In those few minutes when I feared the worst, my entire life had flashed before my eyes.
Lying awake in my sterile bedroom in my childhood home, more afraid to tell my parents that I’d wet the bed than I was of dragging a load of laundry down to the scary basement in the dark when I was just five years old.
My mother’s disappointment when I proved to be hopeless at ballet and violin and every lesson she dragged me to in the years before she gave up on drilling the tomboy out of her only daughter.
My father’s cool disapproval when I didn’t finish in the top ten of my graduating class.
Their utter frustration when they had to have the air conditioner repaired—again—when I got too close to it while playing in the yard.

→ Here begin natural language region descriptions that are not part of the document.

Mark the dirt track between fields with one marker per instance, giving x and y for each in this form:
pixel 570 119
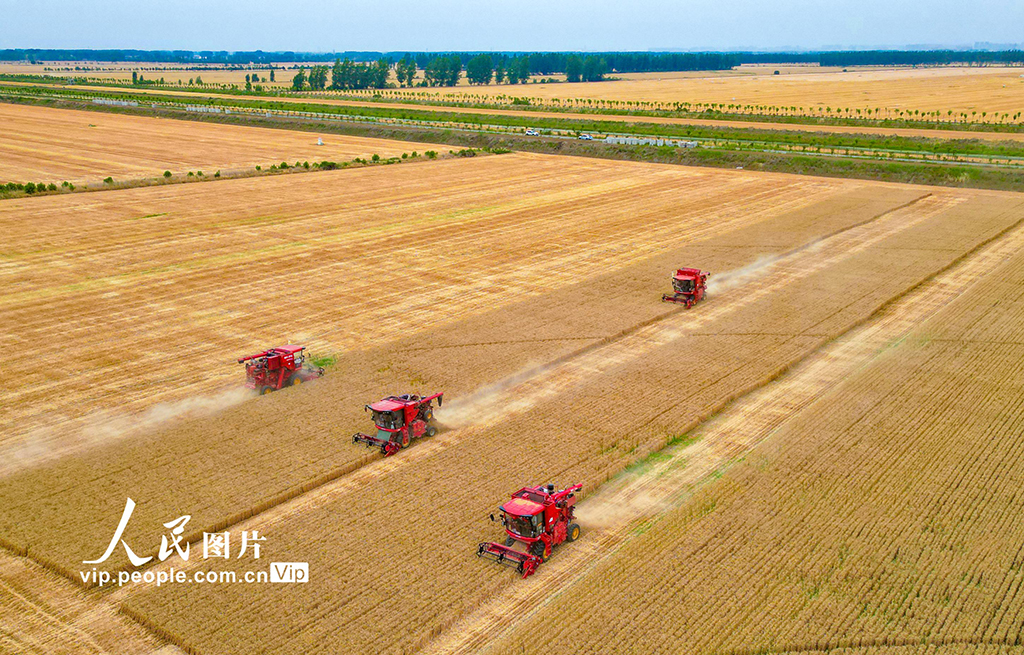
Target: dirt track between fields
pixel 612 119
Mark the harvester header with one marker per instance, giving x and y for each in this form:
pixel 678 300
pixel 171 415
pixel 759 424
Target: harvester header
pixel 539 518
pixel 689 287
pixel 279 367
pixel 398 420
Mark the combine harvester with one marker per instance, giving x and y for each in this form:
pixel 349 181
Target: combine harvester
pixel 539 517
pixel 398 420
pixel 278 367
pixel 689 285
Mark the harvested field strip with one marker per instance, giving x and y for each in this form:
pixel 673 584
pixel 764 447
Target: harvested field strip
pixel 53 144
pixel 612 119
pixel 621 507
pixel 40 614
pixel 883 514
pixel 434 570
pixel 492 404
pixel 203 243
pixel 299 439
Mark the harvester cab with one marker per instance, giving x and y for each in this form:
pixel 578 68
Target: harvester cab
pixel 689 285
pixel 399 420
pixel 279 367
pixel 539 518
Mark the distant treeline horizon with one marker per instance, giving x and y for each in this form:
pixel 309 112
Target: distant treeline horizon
pixel 540 62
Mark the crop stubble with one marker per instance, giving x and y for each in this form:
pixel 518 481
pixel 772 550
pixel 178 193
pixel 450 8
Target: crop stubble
pixel 336 261
pixel 885 513
pixel 584 432
pixel 44 144
pixel 293 442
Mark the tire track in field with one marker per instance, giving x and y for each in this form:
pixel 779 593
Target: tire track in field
pixel 40 613
pixel 628 503
pixel 476 412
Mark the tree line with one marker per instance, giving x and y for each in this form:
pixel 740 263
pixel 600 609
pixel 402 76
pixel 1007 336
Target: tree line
pixel 919 57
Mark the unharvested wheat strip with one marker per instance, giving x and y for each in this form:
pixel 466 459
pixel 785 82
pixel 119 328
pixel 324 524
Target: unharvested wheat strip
pixel 736 292
pixel 742 427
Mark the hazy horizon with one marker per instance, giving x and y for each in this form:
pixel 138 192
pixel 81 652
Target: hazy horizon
pixel 320 26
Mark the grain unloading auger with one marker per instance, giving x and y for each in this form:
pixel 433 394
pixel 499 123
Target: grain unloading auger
pixel 689 285
pixel 398 420
pixel 279 367
pixel 538 517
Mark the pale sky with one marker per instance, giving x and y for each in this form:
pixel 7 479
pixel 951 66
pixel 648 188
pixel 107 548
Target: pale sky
pixel 314 26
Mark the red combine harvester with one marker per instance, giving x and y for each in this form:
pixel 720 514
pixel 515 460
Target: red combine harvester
pixel 398 420
pixel 540 518
pixel 278 367
pixel 689 285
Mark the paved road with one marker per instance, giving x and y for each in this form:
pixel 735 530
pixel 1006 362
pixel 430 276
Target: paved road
pixel 838 129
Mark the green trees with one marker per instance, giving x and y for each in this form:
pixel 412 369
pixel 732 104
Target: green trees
pixel 443 71
pixel 594 69
pixel 406 71
pixel 517 71
pixel 317 78
pixel 573 69
pixel 479 70
pixel 348 75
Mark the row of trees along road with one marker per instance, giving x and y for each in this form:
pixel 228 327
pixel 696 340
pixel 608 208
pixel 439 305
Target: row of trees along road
pixel 442 71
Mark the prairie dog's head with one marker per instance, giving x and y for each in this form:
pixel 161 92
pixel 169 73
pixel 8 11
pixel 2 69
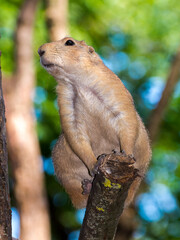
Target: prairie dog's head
pixel 68 57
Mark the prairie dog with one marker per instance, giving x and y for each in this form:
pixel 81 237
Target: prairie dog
pixel 97 115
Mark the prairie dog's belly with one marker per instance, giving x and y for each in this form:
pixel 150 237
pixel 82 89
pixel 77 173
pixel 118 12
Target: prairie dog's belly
pixel 99 124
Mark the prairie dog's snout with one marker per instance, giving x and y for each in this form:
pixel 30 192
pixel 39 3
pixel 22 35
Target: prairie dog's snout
pixel 41 52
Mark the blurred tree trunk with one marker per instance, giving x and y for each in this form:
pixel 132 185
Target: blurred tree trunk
pixel 127 223
pixel 158 113
pixel 23 146
pixel 57 20
pixel 5 209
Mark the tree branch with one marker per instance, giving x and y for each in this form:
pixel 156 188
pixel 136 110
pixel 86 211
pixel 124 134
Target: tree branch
pixel 106 201
pixel 5 209
pixel 157 115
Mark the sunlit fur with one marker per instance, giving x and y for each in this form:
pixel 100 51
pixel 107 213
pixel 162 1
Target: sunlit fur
pixel 97 115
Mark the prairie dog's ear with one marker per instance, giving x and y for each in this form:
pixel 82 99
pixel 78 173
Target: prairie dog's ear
pixel 90 49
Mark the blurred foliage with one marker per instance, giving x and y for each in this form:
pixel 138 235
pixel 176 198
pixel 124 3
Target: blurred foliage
pixel 137 39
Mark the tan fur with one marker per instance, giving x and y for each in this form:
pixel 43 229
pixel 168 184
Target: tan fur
pixel 97 115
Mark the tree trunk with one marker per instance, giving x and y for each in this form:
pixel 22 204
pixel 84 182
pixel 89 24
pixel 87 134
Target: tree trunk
pixel 24 150
pixel 5 209
pixel 109 191
pixel 56 14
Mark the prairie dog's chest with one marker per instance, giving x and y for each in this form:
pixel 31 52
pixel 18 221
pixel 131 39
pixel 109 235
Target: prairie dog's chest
pixel 95 110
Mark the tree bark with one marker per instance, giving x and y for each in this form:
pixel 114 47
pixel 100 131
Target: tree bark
pixel 23 146
pixel 158 113
pixel 56 14
pixel 5 209
pixel 108 194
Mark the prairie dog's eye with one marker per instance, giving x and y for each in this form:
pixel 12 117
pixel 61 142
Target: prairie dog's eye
pixel 69 43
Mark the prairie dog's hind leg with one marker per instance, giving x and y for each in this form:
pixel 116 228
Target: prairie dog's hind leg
pixel 71 172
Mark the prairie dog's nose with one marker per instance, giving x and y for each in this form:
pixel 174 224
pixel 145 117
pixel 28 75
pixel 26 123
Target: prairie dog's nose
pixel 41 52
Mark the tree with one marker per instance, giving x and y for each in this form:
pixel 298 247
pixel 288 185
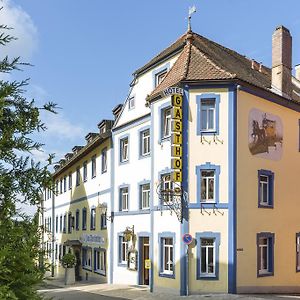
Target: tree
pixel 21 181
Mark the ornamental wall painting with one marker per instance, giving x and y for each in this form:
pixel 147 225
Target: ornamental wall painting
pixel 265 135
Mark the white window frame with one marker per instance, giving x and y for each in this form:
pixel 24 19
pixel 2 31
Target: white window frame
pixel 207 180
pixel 145 142
pixel 145 196
pixel 124 150
pixel 131 103
pixel 167 248
pixel 206 108
pixel 261 247
pixel 124 196
pixel 104 160
pixel 207 247
pixel 94 166
pixel 264 185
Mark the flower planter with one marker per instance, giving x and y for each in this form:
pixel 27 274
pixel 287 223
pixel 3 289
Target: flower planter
pixel 69 276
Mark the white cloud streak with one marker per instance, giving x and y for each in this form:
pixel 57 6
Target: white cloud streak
pixel 24 30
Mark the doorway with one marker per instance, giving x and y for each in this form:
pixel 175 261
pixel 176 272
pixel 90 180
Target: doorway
pixel 144 255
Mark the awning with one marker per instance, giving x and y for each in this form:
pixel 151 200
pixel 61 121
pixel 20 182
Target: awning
pixel 72 243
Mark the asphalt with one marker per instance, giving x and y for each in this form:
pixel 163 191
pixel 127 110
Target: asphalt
pixel 55 289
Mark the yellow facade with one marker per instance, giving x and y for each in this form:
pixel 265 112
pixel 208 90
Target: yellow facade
pixel 283 218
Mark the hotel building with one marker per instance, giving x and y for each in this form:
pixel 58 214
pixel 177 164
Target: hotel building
pixel 226 130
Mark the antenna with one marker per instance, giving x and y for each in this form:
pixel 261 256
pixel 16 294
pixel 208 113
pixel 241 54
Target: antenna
pixel 191 11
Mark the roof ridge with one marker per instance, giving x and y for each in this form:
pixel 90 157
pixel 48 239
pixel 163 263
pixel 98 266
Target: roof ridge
pixel 214 64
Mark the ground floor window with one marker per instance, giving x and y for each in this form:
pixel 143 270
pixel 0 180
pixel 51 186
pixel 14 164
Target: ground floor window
pixel 123 250
pixel 265 254
pixel 87 258
pixel 167 257
pixel 100 261
pixel 208 255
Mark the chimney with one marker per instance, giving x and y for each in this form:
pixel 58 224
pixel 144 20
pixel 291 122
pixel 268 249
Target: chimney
pixel 282 60
pixel 297 73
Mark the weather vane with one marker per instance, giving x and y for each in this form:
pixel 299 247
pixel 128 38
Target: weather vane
pixel 191 11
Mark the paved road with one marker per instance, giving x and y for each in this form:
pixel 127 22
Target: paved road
pixel 66 294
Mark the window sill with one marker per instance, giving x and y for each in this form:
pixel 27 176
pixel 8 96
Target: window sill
pixel 208 277
pixel 122 264
pixel 265 274
pixel 260 205
pixel 102 273
pixel 166 275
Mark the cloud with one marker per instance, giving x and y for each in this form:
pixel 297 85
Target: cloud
pixel 24 30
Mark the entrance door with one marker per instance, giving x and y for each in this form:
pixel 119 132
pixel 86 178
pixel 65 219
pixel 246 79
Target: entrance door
pixel 78 263
pixel 145 255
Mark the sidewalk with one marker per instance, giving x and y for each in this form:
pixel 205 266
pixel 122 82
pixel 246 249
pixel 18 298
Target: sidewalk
pixel 141 292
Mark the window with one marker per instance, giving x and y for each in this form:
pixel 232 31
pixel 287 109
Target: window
pixel 93 218
pixel 104 160
pixel 166 185
pixel 77 219
pixel 60 223
pixel 61 186
pixel 103 221
pixel 70 181
pixel 65 183
pixel 56 224
pixel 123 250
pixel 208 114
pixel 131 103
pixel 298 252
pixel 94 166
pixel 124 150
pixel 64 224
pixel 166 123
pixel 208 255
pixel 265 254
pixel 265 188
pixel 145 142
pixel 124 198
pixel 84 219
pixel 208 183
pixel 87 258
pixel 167 265
pixel 77 176
pixel 56 187
pixel 159 77
pixel 70 223
pixel 100 261
pixel 145 196
pixel 85 171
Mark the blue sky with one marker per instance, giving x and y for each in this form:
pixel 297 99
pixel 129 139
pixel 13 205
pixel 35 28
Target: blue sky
pixel 84 52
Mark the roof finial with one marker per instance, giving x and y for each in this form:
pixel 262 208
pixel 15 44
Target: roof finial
pixel 191 11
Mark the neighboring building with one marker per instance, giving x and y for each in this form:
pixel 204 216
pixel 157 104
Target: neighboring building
pixel 232 141
pixel 80 207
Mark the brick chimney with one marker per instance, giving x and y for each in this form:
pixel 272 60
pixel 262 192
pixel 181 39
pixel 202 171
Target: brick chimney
pixel 297 73
pixel 282 60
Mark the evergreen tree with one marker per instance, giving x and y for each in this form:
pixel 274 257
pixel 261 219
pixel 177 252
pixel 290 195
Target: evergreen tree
pixel 21 181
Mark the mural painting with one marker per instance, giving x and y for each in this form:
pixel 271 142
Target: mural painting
pixel 265 136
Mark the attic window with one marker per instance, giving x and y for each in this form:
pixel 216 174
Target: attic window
pixel 159 77
pixel 131 103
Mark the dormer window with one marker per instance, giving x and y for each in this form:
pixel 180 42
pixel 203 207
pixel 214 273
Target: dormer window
pixel 131 103
pixel 159 77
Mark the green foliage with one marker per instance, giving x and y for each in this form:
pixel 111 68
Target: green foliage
pixel 21 181
pixel 68 260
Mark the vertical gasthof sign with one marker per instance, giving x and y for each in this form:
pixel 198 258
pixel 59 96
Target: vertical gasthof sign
pixel 176 138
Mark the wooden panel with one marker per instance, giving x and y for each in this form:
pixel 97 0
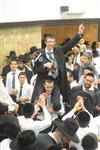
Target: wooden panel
pixel 63 31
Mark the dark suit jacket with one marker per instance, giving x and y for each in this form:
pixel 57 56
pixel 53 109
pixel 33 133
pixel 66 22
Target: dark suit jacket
pixel 45 142
pixel 59 55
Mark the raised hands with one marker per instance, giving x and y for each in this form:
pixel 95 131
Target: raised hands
pixel 81 28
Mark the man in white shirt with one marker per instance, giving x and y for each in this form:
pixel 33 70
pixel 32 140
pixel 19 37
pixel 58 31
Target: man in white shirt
pixel 54 101
pixel 12 81
pixel 25 90
pixel 26 121
pixel 85 120
pixel 6 101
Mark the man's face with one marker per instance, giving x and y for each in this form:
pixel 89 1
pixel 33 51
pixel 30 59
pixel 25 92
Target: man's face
pixel 86 71
pixel 13 66
pixel 22 79
pixel 50 43
pixel 20 65
pixel 88 80
pixel 48 87
pixel 84 59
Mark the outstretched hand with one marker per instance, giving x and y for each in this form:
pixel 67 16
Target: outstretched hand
pixel 81 28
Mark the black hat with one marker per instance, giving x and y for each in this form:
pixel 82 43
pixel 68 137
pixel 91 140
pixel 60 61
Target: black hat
pixel 33 49
pixel 12 55
pixel 28 109
pixel 83 118
pixel 68 128
pixel 24 141
pixel 89 141
pixel 88 100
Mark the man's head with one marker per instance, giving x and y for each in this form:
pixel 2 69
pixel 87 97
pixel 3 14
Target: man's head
pixel 48 84
pixel 76 49
pixel 50 41
pixel 88 80
pixel 22 77
pixel 87 70
pixel 89 142
pixel 21 62
pixel 67 129
pixel 85 58
pixel 13 65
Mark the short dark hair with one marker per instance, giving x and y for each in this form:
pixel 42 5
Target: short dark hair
pixel 90 74
pixel 88 68
pixel 21 73
pixel 48 79
pixel 49 36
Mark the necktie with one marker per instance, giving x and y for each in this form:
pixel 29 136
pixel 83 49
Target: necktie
pixel 50 55
pixel 54 70
pixel 13 81
pixel 20 93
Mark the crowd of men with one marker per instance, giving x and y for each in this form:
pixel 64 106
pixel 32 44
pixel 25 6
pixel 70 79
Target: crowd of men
pixel 49 97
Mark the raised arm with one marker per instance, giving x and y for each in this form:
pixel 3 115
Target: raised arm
pixel 68 46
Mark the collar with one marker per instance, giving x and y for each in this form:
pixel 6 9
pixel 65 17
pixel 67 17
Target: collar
pixel 47 51
pixel 90 89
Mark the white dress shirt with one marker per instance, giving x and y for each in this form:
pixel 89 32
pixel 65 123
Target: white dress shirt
pixel 27 91
pixel 54 114
pixel 81 132
pixel 36 126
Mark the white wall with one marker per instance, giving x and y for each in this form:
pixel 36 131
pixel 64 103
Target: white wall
pixel 35 10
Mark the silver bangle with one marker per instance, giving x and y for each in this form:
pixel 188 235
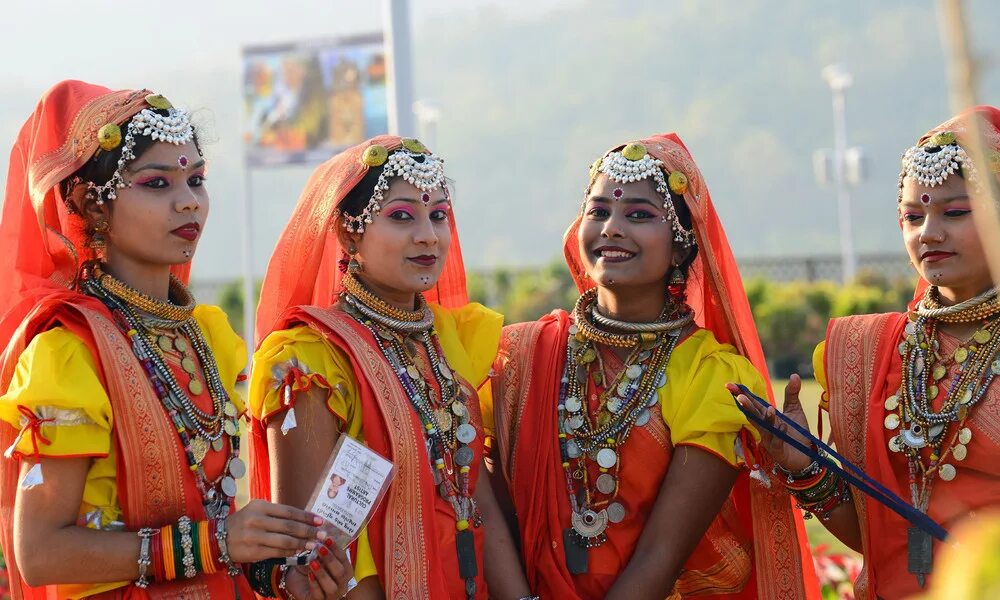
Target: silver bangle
pixel 144 562
pixel 221 538
pixel 187 546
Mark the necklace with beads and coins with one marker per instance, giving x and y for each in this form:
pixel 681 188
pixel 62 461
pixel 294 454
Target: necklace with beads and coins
pixel 164 334
pixel 409 343
pixel 926 419
pixel 596 413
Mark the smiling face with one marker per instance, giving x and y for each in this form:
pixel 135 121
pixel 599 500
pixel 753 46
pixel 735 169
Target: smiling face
pixel 403 250
pixel 624 236
pixel 156 220
pixel 941 237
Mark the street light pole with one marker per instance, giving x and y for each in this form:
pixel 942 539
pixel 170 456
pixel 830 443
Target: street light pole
pixel 839 79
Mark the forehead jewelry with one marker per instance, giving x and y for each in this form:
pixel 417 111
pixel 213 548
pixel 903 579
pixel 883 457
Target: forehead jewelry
pixel 172 128
pixel 633 163
pixel 413 163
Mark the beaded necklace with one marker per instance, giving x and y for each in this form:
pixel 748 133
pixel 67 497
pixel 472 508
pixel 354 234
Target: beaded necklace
pixel 934 441
pixel 198 430
pixel 586 436
pixel 444 415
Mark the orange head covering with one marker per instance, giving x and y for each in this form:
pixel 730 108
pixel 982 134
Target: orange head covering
pixel 304 266
pixel 42 243
pixel 956 132
pixel 714 287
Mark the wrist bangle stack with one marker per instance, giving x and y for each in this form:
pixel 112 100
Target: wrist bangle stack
pixel 145 556
pixel 221 538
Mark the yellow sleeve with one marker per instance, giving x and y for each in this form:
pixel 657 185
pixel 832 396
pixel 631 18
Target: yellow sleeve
pixel 228 348
pixel 305 359
pixel 470 338
pixel 56 380
pixel 696 406
pixel 819 364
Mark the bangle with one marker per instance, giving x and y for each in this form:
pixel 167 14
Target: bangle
pixel 221 537
pixel 145 545
pixel 187 545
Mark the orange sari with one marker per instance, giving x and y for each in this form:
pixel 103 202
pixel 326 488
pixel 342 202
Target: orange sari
pixel 755 548
pixel 863 367
pixel 43 245
pixel 412 534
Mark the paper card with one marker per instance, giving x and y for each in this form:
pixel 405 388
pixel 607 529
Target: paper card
pixel 354 482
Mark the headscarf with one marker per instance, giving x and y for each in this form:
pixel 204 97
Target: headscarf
pixel 714 286
pixel 42 242
pixel 304 266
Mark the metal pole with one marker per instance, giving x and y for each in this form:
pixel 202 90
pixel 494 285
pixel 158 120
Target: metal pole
pixel 249 299
pixel 396 16
pixel 847 257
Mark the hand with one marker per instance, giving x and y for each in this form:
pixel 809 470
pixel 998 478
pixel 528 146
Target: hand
pixel 784 454
pixel 262 530
pixel 325 578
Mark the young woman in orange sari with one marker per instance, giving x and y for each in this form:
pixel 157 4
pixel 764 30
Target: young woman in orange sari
pixel 617 439
pixel 117 404
pixel 911 396
pixel 367 331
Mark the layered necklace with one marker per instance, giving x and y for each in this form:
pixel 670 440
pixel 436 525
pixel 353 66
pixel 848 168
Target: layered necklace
pixel 933 440
pixel 442 409
pixel 590 439
pixel 164 332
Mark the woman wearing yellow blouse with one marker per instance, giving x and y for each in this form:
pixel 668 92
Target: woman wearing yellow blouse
pixel 618 441
pixel 117 404
pixel 367 331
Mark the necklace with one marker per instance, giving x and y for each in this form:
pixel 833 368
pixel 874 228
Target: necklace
pixel 590 440
pixel 198 430
pixel 935 440
pixel 443 413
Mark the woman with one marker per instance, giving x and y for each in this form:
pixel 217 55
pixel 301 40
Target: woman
pixel 911 395
pixel 367 332
pixel 117 398
pixel 617 438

Having to tell them both that I’d flunked out of vet school because I cried so hard when one of the pets I was caring for died that I burned out an entire row of computers in the lab.
Marrying Blake.
Divorcing Blake.
Coming home, and being forced to see him every day and fighting with him all the time because anger was the only way to keep the love from spilling over into my eyes, my voice, my touch.
Marrying him again. Kissing him in the courtroom.
Making love to my husband, this incredible man who’s taught me it’s safe to let down my walls.
I’m not done making love to him, not by a long shot.
In all ways that a person can make love—body, heart, and soul.
“Shh,” he says again, stroking my hair. “It’s okay. We got Chewpaca. Dean’s going down. Everything’s fine.”
“I just love you so much,” I sob. “I still have so much to learn about how to love you, but I love you. You’re my everything. Please don’t die.”
“I’m okay. I promise.” His arms tighten around me, a solid reassurance that he’s going to be fine, that he is fine, and I need to pull myself together and call for help. But where is my cell phone? And why can’t I quit crying?
“Sorry,” I say, sobbing harder.
“Don’t be sorry. Let it out. Let it all out, Hope. You don’t have to hold it in.”
And for the first time in my life, I do.
I let it all out.
All the frustration and fear and regret. It all rolls out of me while I hug the man I love, the man I trust, the man I’d do anything for, no matter what.